2.7 Ook deze uitlatingen kan het hof niet aanmerken als een toezegging van de zijde van de gemeente aan [ Appellant ], alleen al nu hier geen sprake is geweest van een specifiek aan [ Appellant ] gerichte opmerking.
2.8 Voorts overweegt het hof dat het op de vergadering van 30 oktober 2003 gevolgde schrijven van [ Appellant ] aan wethouder [ X ], beantwoord is door een brief van de wethouder aan hem van 7 januari 2004 (zie r.o. 2.9 van het tussenarrest van 7 december 2010). In deze brief geeft de wethouder nogmaals aan dat zij geen directe toezegging heeft gedaan 'als zouden alle te verplaatsen bedrijven en verenigingen (...) kunnen rekenen op 'nieuw voor oud' op een andere locatie.' Opnieuw is derhalve aangegeven dat de door [ Appellant ] bedoelde toezegging niet is gedaan, zodat [ Appellant ] daar ook niet vanuit mocht gaan.
2.9 Voor zover in het vervolg van de brief van 7 januari 2004 de toezegging is gedaan 'dat de gemeente Haarlem, in nauw overleg met alle betrokkenen, waaronder [ Appellant ], goede en voor alle partijen realistische en passende afspraken zal maken over de schadeloosstelling bij een eventuele verplaatsing', moet worden geconstateerd dat de gesprekken tussen de gemeente en [ Appellant ] zijn afgebroken, zonder dat het tot verplaatsing is gekomen, terwijl niet kan worden vastgesteld, zoals hiervoor reeds is overwogen, dat het afbreken van de gesprekken aan de gemeente moet worden toegerekend.
2.10 Ten slotte heeft [ Appellant ] zich nog beroepen op 'talrijke publicaties', waaruit eveneens zou blijken dat de door hem gestelde toezeggingen zouden zijn gedaan.

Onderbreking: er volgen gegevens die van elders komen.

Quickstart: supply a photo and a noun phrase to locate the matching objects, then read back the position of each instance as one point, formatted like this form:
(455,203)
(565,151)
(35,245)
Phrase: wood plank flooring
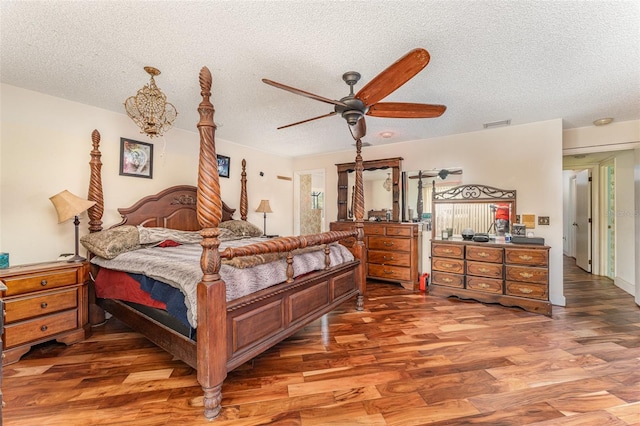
(408,359)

Het hof kan zulks niet onderschrijven. De publicaties waarop [ Appellant ] doelt zijn alle krantenartikelen. Deze kunnen in het algemeen geen grond vormen voor een bindende toezegging als waarop [ Appellant ] zich in deze procedure beroept. Ook kan het hof in de bedoelde artikelen geen concrete, aan specifiek aan [ Appellant ] gerichte toezegging lezen.
Hetzelfde geldt ook voor de door [ Appellant ] bij akte na comparitie in het geding gebrachte stukken, te weten een ambtelijke nota en een Locatiebesluit van B&W. Ook deze stukken kunnen naar 's hofs oordeel geen basis vormen voor een toezegging aan [ Appellant ] in de door hem gestelde zin.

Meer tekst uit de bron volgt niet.